Humorista Rossicléa estreia no cinema em "Cabras da Peste" após 30 anos de palco

No filme, a atriz interpreta uma delegada de uma cidade do interior do Ceará. A produção estreia nesta quinta (18) na Netflix

Ela é uma imagem de Rossicléa e Victor Alen no filme Cabras da Peste
Legenda: Rossicléa estreia como atriz em "Cabras da Peste" ao lado de Victor Alen
Foto: Reprodução/Instagram

Da Valéria Vitoriano, nasceu Rossicléa há 32 anos. O sucesso da personagem, que se tornou símbolo do humor cearense, é responsável por confundir os limites entre as duas personalidades que habitam o mesmo corpo.

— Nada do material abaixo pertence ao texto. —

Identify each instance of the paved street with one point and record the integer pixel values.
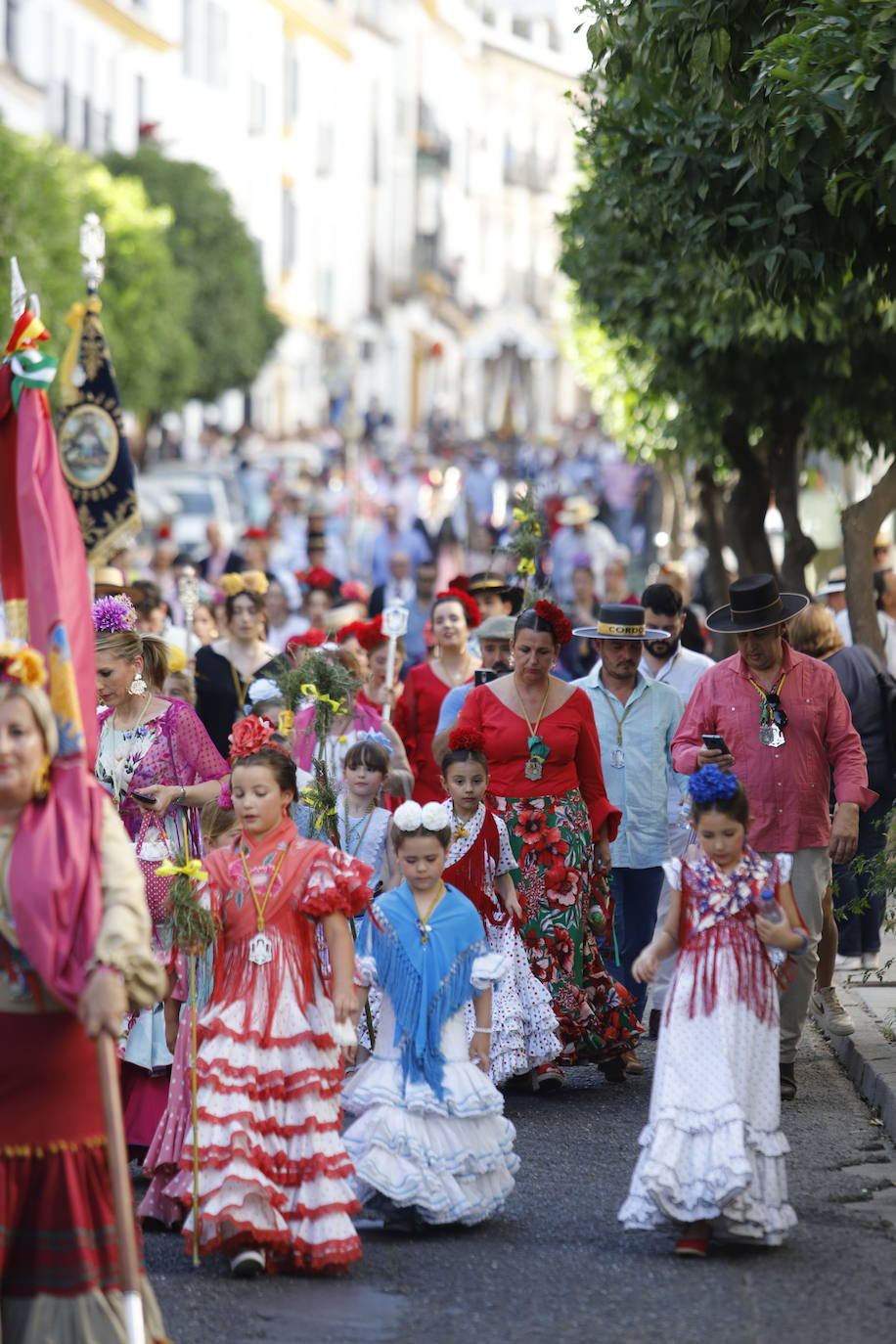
(557, 1266)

Nesta quinta-feira (18), no entanto, nasce uma nova personagem, que não é Rossicléa nem Valéria. O nome dela é Vitória Regina, uma delegada que marca a estreia da atriz nos cinemas, com o filme “Cabras da Peste”, de Vitor Brandt, na Netflix. 

A produção apresenta a história do resgate de Celestina, uma cabra considerada patrimônio de uma cidade do interior do Ceará. No enredo, Edmilson Filho interpreta Bruceuilis, um policial cearense que viaja para São Paulo para investigar o sequestro. Lá, ele faz amizade com o escrivão Trindade (Matheus Nachtergaele), que resolve ir a campo, mesmo não sendo sua especialidade. 

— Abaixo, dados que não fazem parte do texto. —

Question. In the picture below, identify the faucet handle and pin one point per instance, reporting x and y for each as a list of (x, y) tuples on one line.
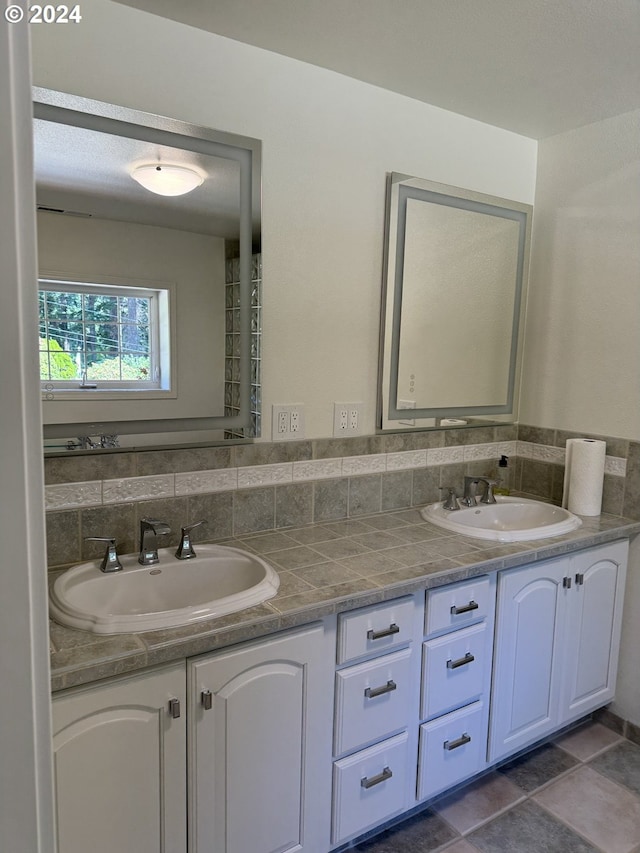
[(185, 548), (451, 501), (488, 497), (110, 561)]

“A delegada é muito mais Valéria do que Rossicléa. O Edmilson me conhece muito bem, sabia o que eu podia entregar e me deu muitos toques, (como) posicionamentos de interpretação e ação. Foi realmente maravilhoso”, conta a humorista. 

O sonho de ser eternizada nos cinemas foi vislumbrado antes, com o filme "Cine Holliúdy" (2013), de Halder Gomes. A atriz lembra que na época não conseguia participar de produções audiovisuais devido a sua intensa rotina de shows em uma casa de humor de Fortaleza.

A humorista finalizou as gravações no final de 2018, ao lado dos cearenses Victor Alen, Falcão, Bolachinha e Emerson Ceará. Rodeada dos conterrâneos, Valéria compartilha que estava imersa em universo já conhecido, o do humor cearense, o que tornou possível brincar com isso de forma diferente, sem precisar buscar referências em outros atores. 

“Às vezes, é preferível ter uma pessoa que está crua, que já tem uma vivência em uma coisa paralela e está querendo se jogar e não tem já os vícios que alguns atores têm. Eu acho que o fato de eu querer muito, de eu querer agradar e dar o meu melhor foi fundamental”, conta. 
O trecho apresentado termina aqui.